John Calvin Commentary


John Calvin Commentary
"And he said unto them, These are my words which I spake unto you, while I was yet with you, that all things must needs be fulfilled, which are written in the law of Moses, and the prophets, and the psalms, concerning me." — Luke 24:44 (ASV)
These are the words. Though it will afterwards appear from Matthew and Mark that a discourse similar to this was delivered in Galilee, yet I think it probable that Luke now relates what happened on the day after his resurrection. For what John says of that day, that he breathed on them, that they might receive the Holy Ghost, (John 20:22) agrees with the words of Luke which here immediately follow, that he opened their understanding, that they might understand the Scriptures.
By these words Christ indirectly reproves their gross and shameful forgetfulness. Though they had long ago been fully informed of his future resurrection, they were as much astonished as if it had never been mentioned to them. The import of his words is: “Why do you hesitate as if this had been a new and unexpected occurrence, while it is only what I frequently predicted to you? Why do you not rather remember my words? For if previously you have considered me worthy of credit, you ought to have known this from my instructions before it happened.”
In short, Christ tacitly complains that his labor has been thrown away on the apostles, since his instruction has been forgotten.
All things which are written concerning me. He now rebukes them more sharply for their slowness, declaring that he brought forward nothing new but only reminded them of what had been declared by the Law and the Prophets, with which they ought to have been familiar from their childhood.
But though they had been ignorant of the whole doctrine of religion, nothing could have been more unreasonable than not to readily embrace what they knew had undoubtedly proceeded from God.
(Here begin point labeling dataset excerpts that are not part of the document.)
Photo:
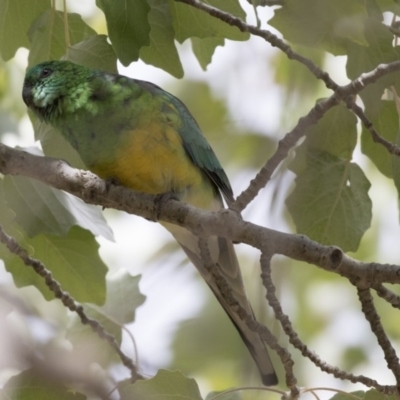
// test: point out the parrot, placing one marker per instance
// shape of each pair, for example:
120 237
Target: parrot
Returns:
144 138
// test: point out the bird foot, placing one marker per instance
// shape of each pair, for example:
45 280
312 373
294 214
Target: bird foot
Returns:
110 182
161 199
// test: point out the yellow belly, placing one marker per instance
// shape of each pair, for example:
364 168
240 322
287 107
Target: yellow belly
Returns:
153 160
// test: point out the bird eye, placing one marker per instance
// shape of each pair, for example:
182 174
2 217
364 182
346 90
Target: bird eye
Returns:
45 72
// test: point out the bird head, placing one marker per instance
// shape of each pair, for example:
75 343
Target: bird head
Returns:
50 86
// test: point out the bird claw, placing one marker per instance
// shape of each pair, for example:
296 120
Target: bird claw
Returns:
161 199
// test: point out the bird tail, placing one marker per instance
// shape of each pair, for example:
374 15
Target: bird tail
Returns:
223 254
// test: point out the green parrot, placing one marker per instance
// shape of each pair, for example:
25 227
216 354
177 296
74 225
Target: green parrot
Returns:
146 139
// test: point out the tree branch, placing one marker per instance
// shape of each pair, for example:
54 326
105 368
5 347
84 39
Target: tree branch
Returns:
372 317
66 299
225 223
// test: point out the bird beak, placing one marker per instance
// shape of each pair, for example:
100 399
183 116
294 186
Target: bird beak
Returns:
27 93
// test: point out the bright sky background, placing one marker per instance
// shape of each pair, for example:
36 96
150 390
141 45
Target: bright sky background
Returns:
254 101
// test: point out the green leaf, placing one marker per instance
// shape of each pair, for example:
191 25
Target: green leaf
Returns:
330 202
74 262
335 133
127 25
386 122
16 16
228 396
166 385
190 22
369 395
122 300
31 384
94 52
204 49
123 297
162 51
7 122
326 24
54 145
47 35
39 208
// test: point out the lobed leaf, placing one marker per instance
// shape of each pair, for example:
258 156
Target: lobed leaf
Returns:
47 35
128 26
166 385
162 51
15 19
330 202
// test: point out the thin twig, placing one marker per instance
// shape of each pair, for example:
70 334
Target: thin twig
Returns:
266 35
284 146
302 347
66 299
392 298
371 315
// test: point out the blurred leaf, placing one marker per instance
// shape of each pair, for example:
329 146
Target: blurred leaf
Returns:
210 346
47 35
386 122
123 297
190 22
204 49
166 385
127 25
31 384
54 145
335 133
73 261
293 78
251 149
326 24
122 300
39 208
330 202
94 52
162 51
228 396
16 16
369 395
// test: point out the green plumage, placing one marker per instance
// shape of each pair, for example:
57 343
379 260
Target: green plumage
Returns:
145 138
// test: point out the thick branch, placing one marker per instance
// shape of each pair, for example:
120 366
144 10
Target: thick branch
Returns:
225 223
66 299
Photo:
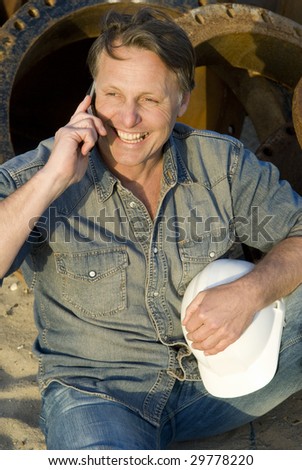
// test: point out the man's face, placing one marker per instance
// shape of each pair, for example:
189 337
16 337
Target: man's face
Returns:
138 100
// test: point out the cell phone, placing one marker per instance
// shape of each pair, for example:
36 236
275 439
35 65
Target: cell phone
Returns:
91 92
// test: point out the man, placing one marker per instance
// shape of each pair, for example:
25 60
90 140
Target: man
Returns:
113 218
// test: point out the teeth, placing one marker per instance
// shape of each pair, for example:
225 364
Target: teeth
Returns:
133 138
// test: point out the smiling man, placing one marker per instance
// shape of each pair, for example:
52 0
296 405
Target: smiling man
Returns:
112 218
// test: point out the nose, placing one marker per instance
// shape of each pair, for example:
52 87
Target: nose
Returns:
130 114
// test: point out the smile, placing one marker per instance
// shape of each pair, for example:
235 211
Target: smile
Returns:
131 138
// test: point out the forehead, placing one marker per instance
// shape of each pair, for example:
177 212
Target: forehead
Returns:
135 65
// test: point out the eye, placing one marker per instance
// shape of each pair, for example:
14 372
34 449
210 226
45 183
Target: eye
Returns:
150 100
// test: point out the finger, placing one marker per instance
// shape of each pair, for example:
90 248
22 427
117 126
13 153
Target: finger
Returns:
80 115
83 106
193 310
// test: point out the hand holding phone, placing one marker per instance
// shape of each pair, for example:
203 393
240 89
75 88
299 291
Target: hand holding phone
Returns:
91 93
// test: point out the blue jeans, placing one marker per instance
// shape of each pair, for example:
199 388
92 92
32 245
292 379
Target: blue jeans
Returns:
73 419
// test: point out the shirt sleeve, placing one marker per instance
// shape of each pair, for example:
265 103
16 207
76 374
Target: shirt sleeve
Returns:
7 187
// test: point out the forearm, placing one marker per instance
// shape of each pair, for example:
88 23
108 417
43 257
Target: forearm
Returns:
278 274
20 211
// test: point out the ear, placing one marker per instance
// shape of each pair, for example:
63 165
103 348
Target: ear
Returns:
184 103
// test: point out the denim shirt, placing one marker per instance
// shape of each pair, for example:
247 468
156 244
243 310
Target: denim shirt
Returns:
108 280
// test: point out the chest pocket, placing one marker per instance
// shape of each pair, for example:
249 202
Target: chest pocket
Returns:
94 282
196 255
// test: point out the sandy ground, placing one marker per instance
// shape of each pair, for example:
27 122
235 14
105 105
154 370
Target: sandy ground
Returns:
20 400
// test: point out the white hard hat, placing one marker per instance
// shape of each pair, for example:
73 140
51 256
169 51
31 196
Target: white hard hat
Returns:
249 363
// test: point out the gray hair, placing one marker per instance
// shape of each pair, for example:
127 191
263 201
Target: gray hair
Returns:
148 29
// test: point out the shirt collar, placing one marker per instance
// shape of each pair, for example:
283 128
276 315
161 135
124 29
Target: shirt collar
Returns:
174 171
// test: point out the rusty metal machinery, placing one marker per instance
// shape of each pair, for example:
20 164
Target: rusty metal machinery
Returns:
297 111
251 55
43 73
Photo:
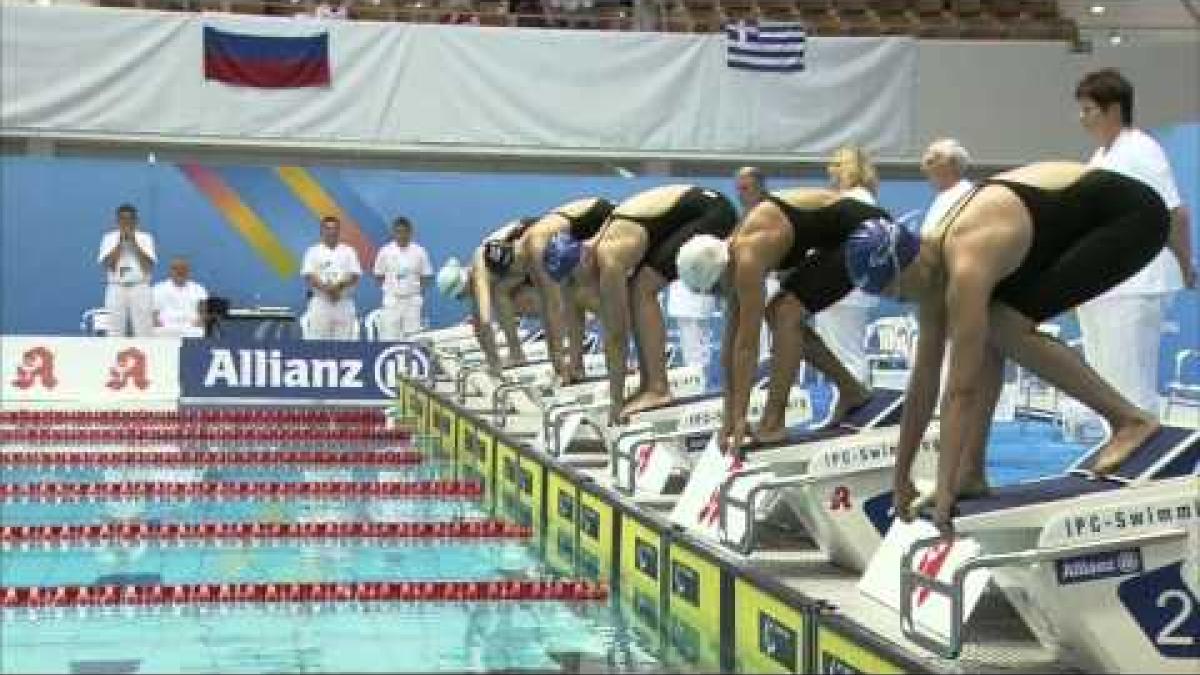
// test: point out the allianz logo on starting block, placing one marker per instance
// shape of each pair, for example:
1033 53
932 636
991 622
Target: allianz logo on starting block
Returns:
1098 566
354 370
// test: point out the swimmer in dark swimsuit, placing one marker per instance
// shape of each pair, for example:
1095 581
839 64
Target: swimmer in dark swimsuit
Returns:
801 233
1023 248
550 244
493 282
629 262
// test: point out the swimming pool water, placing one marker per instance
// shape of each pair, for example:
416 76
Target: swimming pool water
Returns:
621 634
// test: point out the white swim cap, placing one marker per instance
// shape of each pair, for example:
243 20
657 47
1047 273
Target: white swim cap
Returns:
453 279
701 262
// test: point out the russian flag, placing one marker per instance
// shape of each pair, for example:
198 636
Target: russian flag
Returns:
265 61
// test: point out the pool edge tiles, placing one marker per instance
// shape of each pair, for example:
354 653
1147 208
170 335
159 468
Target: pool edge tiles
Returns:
759 615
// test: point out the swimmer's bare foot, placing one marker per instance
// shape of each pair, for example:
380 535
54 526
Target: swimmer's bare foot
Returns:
768 435
906 500
1126 438
847 402
943 518
973 487
646 400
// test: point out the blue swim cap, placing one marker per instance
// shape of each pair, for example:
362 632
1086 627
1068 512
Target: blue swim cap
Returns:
563 254
876 251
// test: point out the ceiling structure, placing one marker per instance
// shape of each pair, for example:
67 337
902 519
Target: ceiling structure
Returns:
1134 15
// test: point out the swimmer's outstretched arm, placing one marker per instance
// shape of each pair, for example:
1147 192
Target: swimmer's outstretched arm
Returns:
505 312
615 316
481 291
747 278
967 298
555 315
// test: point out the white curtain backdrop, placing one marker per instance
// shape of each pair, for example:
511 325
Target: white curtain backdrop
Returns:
124 71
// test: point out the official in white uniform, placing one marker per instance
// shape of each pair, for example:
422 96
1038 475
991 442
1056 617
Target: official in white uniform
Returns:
129 257
693 314
403 270
843 326
333 272
177 303
945 163
751 187
1122 329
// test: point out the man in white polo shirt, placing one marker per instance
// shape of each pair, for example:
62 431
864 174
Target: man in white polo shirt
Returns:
1122 329
945 165
127 257
177 303
403 269
333 272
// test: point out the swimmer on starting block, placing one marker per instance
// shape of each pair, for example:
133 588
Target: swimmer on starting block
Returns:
628 262
555 243
492 276
799 232
1021 248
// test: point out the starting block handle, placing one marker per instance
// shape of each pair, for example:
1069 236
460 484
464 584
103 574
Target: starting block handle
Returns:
750 505
954 590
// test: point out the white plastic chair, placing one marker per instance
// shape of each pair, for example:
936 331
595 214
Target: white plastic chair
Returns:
96 321
891 344
1185 387
306 327
371 324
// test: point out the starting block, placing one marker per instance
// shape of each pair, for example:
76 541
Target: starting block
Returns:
582 407
835 479
1101 569
660 441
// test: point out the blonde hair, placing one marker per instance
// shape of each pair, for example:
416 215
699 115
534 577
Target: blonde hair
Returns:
855 163
949 149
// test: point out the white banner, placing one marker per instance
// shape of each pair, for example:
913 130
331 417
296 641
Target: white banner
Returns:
126 71
90 372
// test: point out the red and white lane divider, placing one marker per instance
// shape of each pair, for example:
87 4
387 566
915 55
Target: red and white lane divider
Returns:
211 458
237 434
167 595
139 532
222 416
163 490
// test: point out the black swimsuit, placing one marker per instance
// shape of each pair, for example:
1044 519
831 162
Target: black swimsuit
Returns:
586 225
814 270
1087 238
697 211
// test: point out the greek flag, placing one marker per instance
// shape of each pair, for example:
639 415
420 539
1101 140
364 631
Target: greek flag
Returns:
766 46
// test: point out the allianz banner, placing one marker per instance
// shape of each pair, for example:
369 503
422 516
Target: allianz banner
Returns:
316 370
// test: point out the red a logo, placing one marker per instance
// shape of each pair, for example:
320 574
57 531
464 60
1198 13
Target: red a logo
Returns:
645 452
840 499
131 368
36 364
931 563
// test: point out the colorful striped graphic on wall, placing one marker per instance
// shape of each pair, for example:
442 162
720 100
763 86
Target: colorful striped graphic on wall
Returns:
244 220
276 210
321 204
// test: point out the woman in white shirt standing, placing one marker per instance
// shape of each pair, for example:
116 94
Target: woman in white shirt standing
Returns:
945 165
331 270
129 258
1122 329
177 303
403 269
844 324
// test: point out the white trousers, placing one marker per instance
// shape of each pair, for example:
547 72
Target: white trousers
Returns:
130 305
1122 336
330 321
401 320
695 341
843 327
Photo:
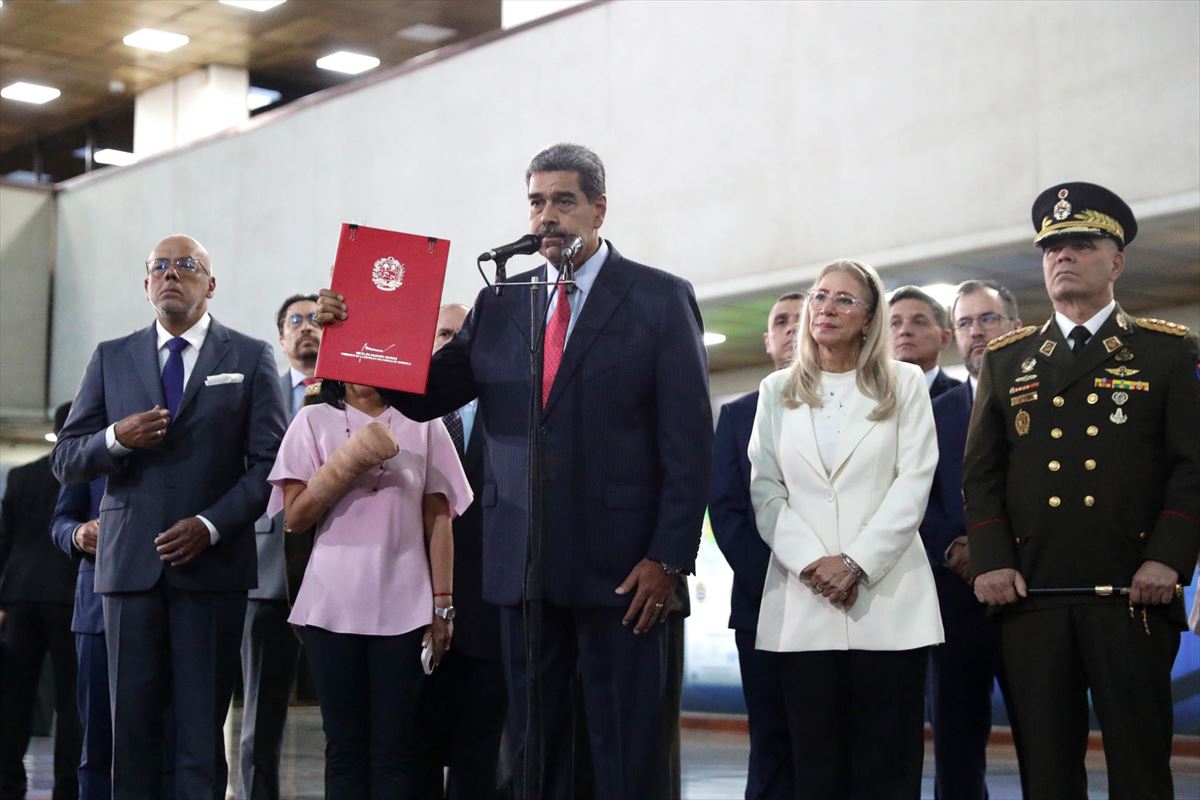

For it was a principle admitted by the whole nation that there was no religion other than what was contained in the Law and the Prophets.
The present division of the Scriptures is fuller than what we find in other passages; for besides the Law and the Prophets, he adds, in the third place, the Psalms. These, though they might properly have been counted among the Prophets, have something distinct and peculiar to themselves.
Yet the division into two parts, which we have seen elsewhere (Luke 16:16; John 1:45), nevertheless embraces the whole of Scripture.